Non seulement le film est bâclé, inerte, mal écrit, filmé par-dessus la jambe, et joué par des comédiens complètement perdus, mais en plus il a ce fond réactionnaire qu’on trouve souvent dans l’oeuvre d’Ang Lee (Ice Storm en étant l’apogée moralisatrice, avec son châtiment final s’abattant sur les personnages en rut).
Outre la caricature juive complètement dénuée d’humour (la vieille agrippée à son argent, le père soumis, le bon fils), quel plaisir a-t-on à nous montrer un flic casseur de hippies prendre sur sa mobylette le héros homosexuel afin de le conduire plus rapidement au concert ? Quel plaisir, sinon un plaisir réac, à nous dire que les grands bourgeois complètement coupés des réalités terrestres sont à l’origine de Woodstock (la belle affaire…) ?

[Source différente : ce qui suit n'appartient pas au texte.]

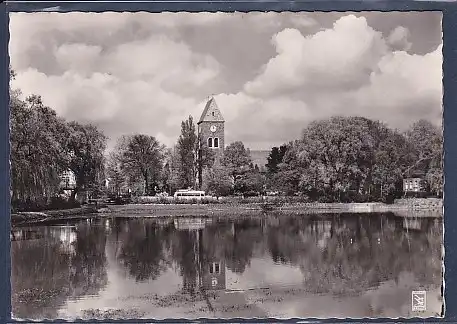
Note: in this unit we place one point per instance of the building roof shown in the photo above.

Certes, il n’y a pas, cette fois-ci, de punition contre les crimes sexuels perpétrés par la horde de jeunes échevelés (il y en avait une dans Brokeback Mountain, et elle n’est pas à considérer autrement que comme une punition – un ressort scénaristique aiguisé qui fait pleurer mémé, qui semble nous dire que l’amour est une utopie, mais qui est surtout une façon de sabrer la joie – à peine esquissée – par incapacité à l’assumer pleinement) – aucune punition dans Hotel Woodstock, si ce n’est la boue, résultat symbolique affligeant de toutes les sodomies perpétrées en ce lieu et en ce temps.
Mais il y a surtout, autour du personnage de la mère, une vraie défaite. De douce folle un peu prisonnière de clichés antisémites minables, elle devient folle irrécupérable, mal-aimable, à jamais figée dans les délires régressifs du scénariste et du réalisateur. Un plan la condamne irrémédiablement. Elle dansait sous la pluie après avoir mangé trop de space-brownies, elle est aussitôt punie : elle rampe sur le parquet, agrippée à sa cagnotte (quelques minutes avant, elle offrait des draps et des serviettes), et c’est la dernière image que nous avons d’elle. C’est un personnage qui s’éteint : où il y aurait pu y avoir intelligence, humour, et un peu d’émotion familialiste, on ne trouve que les grosses ficelles mélodramatiques (même folle, même avare, même conne à en pleurer, son mari l’aime…), et une fermeture du sens qui privent le spectateur de toute liberté.
Aussi ce film, qui s’empare d’un grand et important mouvement contestataire comme si ce n’était qu’un paysage de carte postale folklorique, s’avère être un chromo petit-bourgeois, mou du cul, qu’on croirait destiné aux électeurs de Sarah Palin. Qu’apprend-on sur Woodstock, si ce n’est qu’il y avait du fric en jeu ? L’ange du bon fils juif est une escroquerie : c’est en vérité un regard frustré, contrit, envieux qui nous est imposé en sourdine.
Et puis, ce plan furtif (l’écran est alors divisé en trois cadres différents) sur l’affiche maoïste, qu’est-ce, de la part d’un cinéaste chinois, sinon une perversité pas même assumée ? Ang Lee se tient comme larvé sous son film, et l’impression est pour le moins désagréable.
2 commentaires:
Jolie charge! Vous avez raison, ce film c'est vraiment Woodstock comme gestion d'une entreprise. Je me suis fait une réflexion semblable sur la mère et son trip aux acides, j'ai trouvé la tactique dramatique très forcée, à l'image de l'ensemble du film. Et même pas de musique....
Pas la moindre musique valable - si ce n'est l'homme d'entreprise Danny Elfman.
Woodstock vu sous l'angle d'une grosse machine commerciale, pourquoi pas ? Mais alors il fallait pousser le truc plus loin. Là, on nous dit qu'il y a de l'argent (d'où vient-il ?), et quand il y a un problème on nous dit qu'il y a des avocats... un peu facile, quand même.